There was some vigorous push back from the advisers interviewed for the article. In our opinion, only two of them gave the right answer: 

Tim Kochis, founder of Aspiriant LLC, a San Francisco-based RIA…has no problem with the adjusted exam procedures, or its focus on custody.

“The SEC and other regulators are doing well to look at issues like this, rather than on the fill-in-the-blank, check-the box inspection regime,” he said. “If this changes to more in-depth exams, I think that would be great."

Mr. Kochis said he would not be concerned if an examiner calls a client, noting that accounting firms that audit his company check at times with clients selected at random to verify certain records.

And

“I think it’s great,” said William Stockwell… “Absolutely anything that can be done to verify and reassure clients is a good thing…”
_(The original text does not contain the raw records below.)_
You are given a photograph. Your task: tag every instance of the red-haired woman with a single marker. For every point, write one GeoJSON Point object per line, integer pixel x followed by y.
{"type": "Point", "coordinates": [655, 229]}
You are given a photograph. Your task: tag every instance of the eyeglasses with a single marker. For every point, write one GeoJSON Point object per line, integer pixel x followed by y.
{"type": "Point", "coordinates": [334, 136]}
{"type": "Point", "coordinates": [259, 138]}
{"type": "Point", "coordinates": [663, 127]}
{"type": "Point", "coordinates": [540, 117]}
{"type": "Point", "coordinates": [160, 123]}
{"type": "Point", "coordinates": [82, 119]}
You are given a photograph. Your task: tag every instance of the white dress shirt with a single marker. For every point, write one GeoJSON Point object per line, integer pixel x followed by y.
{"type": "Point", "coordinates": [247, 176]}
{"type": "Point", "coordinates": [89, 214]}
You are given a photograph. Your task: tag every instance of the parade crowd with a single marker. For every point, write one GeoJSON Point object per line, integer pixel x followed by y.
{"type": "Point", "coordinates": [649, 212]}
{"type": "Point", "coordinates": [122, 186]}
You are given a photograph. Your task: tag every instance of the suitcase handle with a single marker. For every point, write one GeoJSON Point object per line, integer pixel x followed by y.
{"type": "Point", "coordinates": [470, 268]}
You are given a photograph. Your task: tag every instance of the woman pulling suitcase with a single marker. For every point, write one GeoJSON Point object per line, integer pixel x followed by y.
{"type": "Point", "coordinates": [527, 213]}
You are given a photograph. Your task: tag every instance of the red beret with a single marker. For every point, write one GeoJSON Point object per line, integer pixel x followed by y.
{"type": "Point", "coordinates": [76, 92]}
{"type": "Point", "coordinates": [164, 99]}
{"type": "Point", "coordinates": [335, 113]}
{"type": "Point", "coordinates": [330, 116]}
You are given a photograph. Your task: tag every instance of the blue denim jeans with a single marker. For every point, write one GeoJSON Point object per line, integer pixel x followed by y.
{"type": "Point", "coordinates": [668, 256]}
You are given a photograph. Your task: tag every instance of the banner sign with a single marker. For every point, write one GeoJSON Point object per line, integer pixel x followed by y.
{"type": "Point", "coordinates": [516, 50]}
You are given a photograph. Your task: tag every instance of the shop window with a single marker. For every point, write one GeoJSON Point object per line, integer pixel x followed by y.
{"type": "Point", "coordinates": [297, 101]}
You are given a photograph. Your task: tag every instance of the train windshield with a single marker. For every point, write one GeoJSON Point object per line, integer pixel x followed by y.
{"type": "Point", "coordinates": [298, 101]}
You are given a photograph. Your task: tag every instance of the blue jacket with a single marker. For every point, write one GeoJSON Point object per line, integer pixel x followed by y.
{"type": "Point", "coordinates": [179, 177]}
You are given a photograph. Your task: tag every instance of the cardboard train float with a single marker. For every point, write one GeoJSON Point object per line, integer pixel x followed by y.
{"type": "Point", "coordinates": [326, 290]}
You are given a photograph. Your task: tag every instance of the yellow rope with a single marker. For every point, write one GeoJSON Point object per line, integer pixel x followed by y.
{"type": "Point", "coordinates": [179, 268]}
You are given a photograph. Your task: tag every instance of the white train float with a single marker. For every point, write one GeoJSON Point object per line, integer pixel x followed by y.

Let’s be clear: if you’re running your practice the right way, you will have nothing to hide. Not only that, but you will also be adept at winning and keeping your clients’ trust, whoever they may talk to, and a big part of that is (obviously) open and effective communication. Let your clients know that the SEC is instituting this tactic into its auditing practices – it’s really not a big deal. And as Kochis and Stockwell both note, more effective regulation and consumer protection can only strengthen the industry. If an individual practice would be weakened by regulators speaking with clients, well…that raises some red flags, in our view.